In the March 12 letter, staff acknowledged the growing popularity of prediction markets as a “financial asset class and as a proven source of reliable information,” but stressed that designated contract markets may list only contracts that are “not readily susceptible to manipulation.”
The advisory serves as a reminder to exchanges that they’re front-line regulators and, as such, are expected to be proactive in monitoring the contracts they list for manipulation, insider trading, and settlement risks.
This is a point that former CFTC regulator Carl Kennedy made during an interview with CasinoBeats. “If you are a registered exchange … one of your roles is also to be a regulator deputized by the CFTC to police your own market.”

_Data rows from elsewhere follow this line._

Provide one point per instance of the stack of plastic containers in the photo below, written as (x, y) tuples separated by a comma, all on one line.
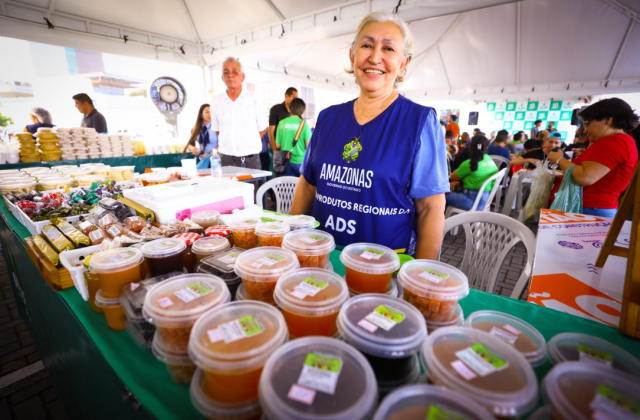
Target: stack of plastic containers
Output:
[(521, 335), (434, 288), (115, 269), (369, 267), (222, 265), (173, 306), (310, 299), (420, 402), (230, 346), (389, 332), (483, 367), (316, 378)]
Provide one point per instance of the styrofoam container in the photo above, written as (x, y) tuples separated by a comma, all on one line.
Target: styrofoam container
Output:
[(207, 193), (72, 262)]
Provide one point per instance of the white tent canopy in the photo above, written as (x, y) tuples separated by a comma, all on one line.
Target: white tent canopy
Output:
[(473, 49)]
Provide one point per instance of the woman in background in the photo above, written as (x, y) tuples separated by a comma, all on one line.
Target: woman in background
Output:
[(203, 140), (40, 118)]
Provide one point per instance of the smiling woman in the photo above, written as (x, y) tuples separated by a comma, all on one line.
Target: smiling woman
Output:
[(396, 145)]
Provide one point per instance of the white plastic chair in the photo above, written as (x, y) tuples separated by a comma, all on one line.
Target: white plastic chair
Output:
[(489, 239), (450, 211), (284, 187), (501, 161)]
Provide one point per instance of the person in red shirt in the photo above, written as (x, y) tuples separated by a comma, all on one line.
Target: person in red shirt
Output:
[(453, 127), (606, 167)]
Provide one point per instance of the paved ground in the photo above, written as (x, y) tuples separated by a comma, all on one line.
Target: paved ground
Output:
[(26, 392)]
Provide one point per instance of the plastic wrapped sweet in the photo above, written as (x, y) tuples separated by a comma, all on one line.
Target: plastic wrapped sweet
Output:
[(434, 288)]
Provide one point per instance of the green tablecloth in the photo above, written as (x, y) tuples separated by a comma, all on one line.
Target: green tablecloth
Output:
[(91, 363), (140, 162)]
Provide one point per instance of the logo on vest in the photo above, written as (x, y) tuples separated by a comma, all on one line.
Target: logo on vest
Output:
[(352, 150)]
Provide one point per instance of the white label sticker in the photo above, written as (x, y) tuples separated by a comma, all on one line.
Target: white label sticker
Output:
[(301, 394), (512, 329), (504, 335), (321, 372), (463, 370), (165, 302)]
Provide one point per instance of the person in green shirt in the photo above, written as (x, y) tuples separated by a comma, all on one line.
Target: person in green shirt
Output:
[(287, 130), (472, 173)]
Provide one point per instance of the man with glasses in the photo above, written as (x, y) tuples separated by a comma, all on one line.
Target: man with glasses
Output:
[(238, 120)]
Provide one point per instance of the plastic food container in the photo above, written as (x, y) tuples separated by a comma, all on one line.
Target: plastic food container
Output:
[(206, 218), (174, 306), (213, 409), (244, 233), (116, 268), (317, 378), (113, 311), (369, 267), (523, 336), (206, 247), (457, 320), (433, 287), (232, 344), (301, 222), (164, 256), (582, 391), (154, 178), (569, 347), (312, 247), (310, 299), (178, 364), (482, 367), (420, 402), (387, 330), (271, 233), (222, 265), (261, 268)]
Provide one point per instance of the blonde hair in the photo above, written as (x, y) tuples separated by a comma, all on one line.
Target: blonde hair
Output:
[(407, 44)]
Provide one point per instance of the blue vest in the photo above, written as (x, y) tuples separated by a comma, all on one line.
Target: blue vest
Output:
[(363, 173)]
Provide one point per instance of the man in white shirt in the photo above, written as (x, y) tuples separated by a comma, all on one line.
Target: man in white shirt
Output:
[(238, 119)]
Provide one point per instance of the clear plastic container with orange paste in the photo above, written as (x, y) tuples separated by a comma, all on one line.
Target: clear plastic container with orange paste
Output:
[(113, 311), (244, 233), (311, 246), (369, 267), (271, 233), (232, 344), (261, 268), (433, 287), (116, 268), (174, 305), (310, 299)]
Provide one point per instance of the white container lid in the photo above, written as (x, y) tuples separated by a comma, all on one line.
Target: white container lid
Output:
[(163, 248), (301, 222), (507, 386), (512, 330), (265, 263), (184, 298), (349, 394), (213, 409), (570, 347), (589, 384), (370, 258), (311, 291), (436, 402), (382, 326), (434, 280), (309, 242), (237, 336), (118, 259), (210, 245), (272, 229)]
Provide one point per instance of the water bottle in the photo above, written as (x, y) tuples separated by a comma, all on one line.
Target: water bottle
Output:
[(216, 164)]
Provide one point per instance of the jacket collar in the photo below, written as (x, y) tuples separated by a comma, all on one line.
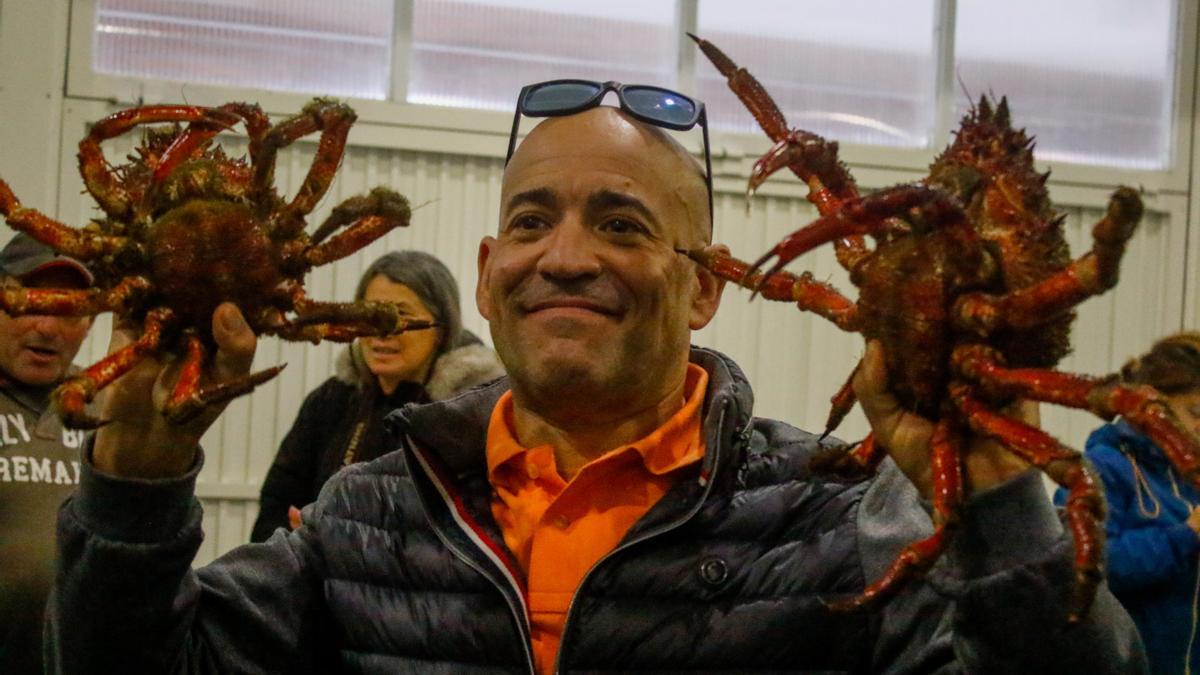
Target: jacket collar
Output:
[(456, 429), (1122, 435)]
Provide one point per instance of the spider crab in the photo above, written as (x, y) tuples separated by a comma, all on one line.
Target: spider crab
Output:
[(971, 288), (187, 227)]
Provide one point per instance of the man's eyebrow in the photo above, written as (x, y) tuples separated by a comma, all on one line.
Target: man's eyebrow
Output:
[(606, 199), (539, 196)]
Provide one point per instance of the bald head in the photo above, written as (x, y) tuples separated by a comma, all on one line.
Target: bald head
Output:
[(607, 137)]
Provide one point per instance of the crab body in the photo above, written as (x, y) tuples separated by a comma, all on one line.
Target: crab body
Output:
[(186, 228), (216, 242), (971, 288)]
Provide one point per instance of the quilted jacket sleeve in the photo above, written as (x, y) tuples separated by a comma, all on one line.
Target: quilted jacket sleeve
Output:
[(127, 601), (997, 601)]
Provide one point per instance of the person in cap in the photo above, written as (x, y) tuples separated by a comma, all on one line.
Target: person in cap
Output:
[(611, 506), (39, 458)]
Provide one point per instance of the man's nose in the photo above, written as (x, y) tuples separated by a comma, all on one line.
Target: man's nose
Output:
[(49, 324), (571, 252)]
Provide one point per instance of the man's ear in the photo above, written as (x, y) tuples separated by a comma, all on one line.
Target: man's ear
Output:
[(483, 298), (708, 294)]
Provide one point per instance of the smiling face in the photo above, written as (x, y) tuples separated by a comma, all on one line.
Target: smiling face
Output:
[(406, 357), (37, 350), (589, 305)]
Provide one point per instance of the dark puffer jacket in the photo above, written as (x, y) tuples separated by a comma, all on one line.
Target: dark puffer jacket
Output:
[(400, 568)]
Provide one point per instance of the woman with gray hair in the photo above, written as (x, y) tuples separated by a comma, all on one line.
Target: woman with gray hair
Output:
[(341, 422)]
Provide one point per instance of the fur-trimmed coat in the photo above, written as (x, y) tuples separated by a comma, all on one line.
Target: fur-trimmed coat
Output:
[(341, 423)]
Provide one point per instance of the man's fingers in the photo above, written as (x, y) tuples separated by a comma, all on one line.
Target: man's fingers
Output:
[(235, 342), (871, 386)]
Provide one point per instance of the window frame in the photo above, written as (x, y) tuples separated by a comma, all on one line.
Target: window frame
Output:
[(396, 124)]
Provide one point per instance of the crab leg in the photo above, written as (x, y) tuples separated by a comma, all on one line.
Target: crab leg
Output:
[(334, 120), (361, 233), (379, 202), (851, 461), (199, 132), (919, 556), (1085, 501), (813, 159), (76, 393), (1090, 275), (189, 399), (60, 237), (71, 302), (808, 293), (1143, 406), (99, 177), (375, 317), (869, 215)]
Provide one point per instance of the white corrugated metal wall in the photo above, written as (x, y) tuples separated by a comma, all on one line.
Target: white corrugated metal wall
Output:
[(795, 360)]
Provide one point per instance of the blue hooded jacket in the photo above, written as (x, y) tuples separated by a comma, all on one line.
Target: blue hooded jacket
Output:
[(1152, 553)]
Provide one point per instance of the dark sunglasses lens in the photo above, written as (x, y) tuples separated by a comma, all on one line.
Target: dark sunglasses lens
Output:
[(661, 105), (558, 96)]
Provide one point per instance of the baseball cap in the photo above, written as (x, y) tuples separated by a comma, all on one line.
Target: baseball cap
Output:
[(24, 255)]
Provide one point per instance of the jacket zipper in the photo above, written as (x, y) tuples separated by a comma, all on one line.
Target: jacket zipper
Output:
[(521, 617), (708, 488)]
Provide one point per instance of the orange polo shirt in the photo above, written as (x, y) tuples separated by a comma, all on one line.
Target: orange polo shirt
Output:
[(557, 529)]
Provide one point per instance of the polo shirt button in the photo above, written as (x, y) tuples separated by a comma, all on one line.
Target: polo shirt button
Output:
[(714, 571)]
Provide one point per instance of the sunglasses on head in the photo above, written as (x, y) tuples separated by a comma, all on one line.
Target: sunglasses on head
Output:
[(651, 105)]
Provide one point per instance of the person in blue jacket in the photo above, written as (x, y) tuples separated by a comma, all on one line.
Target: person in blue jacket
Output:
[(1153, 525)]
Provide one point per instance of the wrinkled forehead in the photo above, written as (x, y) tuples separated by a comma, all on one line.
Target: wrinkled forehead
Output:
[(609, 133), (604, 139)]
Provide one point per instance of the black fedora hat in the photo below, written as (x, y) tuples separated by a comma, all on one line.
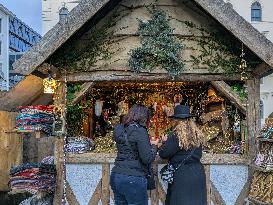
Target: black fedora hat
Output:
[(181, 112)]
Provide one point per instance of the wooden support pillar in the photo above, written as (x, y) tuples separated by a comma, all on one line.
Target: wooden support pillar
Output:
[(208, 184), (58, 151), (154, 193), (59, 143), (253, 114), (105, 186)]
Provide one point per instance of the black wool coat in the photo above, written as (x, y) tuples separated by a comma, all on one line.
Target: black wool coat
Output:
[(189, 186), (136, 159)]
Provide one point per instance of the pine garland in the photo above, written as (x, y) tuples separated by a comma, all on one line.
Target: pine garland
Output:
[(159, 48)]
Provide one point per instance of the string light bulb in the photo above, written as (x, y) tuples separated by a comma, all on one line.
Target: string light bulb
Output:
[(50, 85)]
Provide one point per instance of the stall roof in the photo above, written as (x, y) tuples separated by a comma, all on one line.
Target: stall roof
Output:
[(87, 9), (92, 10)]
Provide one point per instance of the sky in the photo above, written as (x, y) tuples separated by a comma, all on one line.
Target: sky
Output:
[(28, 11)]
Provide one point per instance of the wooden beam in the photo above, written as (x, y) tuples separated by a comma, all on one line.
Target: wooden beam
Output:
[(105, 199), (58, 153), (71, 198), (24, 93), (96, 196), (245, 191), (207, 172), (101, 158), (128, 76), (253, 114), (226, 90), (263, 70), (59, 143), (85, 88)]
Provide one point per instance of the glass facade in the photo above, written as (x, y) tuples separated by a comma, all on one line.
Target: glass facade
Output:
[(21, 36), (256, 12)]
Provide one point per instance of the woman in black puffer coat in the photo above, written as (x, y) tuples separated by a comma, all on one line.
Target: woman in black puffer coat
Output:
[(185, 143), (135, 155)]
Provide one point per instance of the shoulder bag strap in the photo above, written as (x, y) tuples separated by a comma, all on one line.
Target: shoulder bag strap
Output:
[(186, 159)]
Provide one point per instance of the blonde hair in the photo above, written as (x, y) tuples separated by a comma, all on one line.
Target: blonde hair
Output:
[(189, 135)]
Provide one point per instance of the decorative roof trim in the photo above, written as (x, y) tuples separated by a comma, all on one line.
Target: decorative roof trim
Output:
[(218, 9)]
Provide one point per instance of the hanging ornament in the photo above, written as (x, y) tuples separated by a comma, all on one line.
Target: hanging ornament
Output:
[(50, 85), (243, 65)]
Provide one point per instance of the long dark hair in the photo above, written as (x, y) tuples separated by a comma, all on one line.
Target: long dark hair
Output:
[(137, 113)]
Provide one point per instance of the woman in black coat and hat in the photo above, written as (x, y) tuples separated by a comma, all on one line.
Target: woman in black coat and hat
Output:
[(184, 147)]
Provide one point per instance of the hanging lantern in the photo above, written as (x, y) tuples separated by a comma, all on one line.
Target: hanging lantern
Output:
[(50, 85), (243, 65)]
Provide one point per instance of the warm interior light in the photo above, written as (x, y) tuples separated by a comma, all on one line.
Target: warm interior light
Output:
[(50, 85)]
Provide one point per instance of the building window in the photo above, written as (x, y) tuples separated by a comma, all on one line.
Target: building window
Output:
[(261, 109), (256, 12), (63, 12)]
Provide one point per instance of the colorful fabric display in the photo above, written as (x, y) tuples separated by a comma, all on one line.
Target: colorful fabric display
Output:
[(79, 145), (37, 118), (47, 200), (33, 177)]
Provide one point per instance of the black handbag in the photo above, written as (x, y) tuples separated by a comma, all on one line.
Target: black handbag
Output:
[(167, 172), (150, 175)]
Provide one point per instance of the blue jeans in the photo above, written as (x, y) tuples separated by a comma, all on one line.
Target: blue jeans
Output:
[(129, 190)]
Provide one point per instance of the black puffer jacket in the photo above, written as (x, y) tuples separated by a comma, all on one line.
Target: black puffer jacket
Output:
[(133, 160)]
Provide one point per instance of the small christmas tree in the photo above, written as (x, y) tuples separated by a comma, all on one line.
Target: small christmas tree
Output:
[(159, 48)]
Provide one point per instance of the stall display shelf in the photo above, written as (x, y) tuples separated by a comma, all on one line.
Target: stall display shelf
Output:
[(38, 134), (262, 169), (258, 202), (264, 140)]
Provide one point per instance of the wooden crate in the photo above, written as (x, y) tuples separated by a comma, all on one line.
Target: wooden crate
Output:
[(11, 148)]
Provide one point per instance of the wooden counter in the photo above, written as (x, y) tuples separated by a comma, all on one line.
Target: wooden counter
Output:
[(207, 159)]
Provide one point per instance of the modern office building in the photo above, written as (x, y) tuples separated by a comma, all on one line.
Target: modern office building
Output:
[(15, 38)]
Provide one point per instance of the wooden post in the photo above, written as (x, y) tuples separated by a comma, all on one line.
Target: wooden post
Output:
[(208, 184), (105, 196), (11, 148), (154, 193), (58, 150), (253, 114), (59, 143)]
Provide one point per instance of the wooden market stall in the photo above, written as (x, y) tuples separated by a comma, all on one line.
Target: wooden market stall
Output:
[(194, 49)]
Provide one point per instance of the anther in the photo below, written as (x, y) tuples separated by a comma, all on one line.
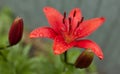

In the advisory, the DMO encourages prediction markets to be “proactive” in their surveillance of event contracts, noting that while many sports contracts are consistent with regulatory principles when based on aggregate performance, others, like those based on individual player injuries or officiating actions, may have a “heightened potential for manipulation or price distortion.”
The advisory makes clear that the CFTC expects exchanges that list sports contracts to demonstrate that those markets can’t be easily manipulated and to build oversight programs strong enough to police those risks.
The CFTC released the advisory on the same day that it opened public comment on prediction markets, marking the formal start of its new rulemaking process for event contracts.
Advisory Zeroes in on Manipulation & Settlement Risks
The advisory places special emphasis on sports-related event contracts that could be vulnerable to manipulation or price distortion. CFTC staff flagged several categories of contracts that could be at risk, including those tied to “injuries to individual sports participants,” “unsportsmanlike conduct,” “physical altercations,” and officiating actions, as well as contracts based on “the action of a single individual or a small group of individuals.”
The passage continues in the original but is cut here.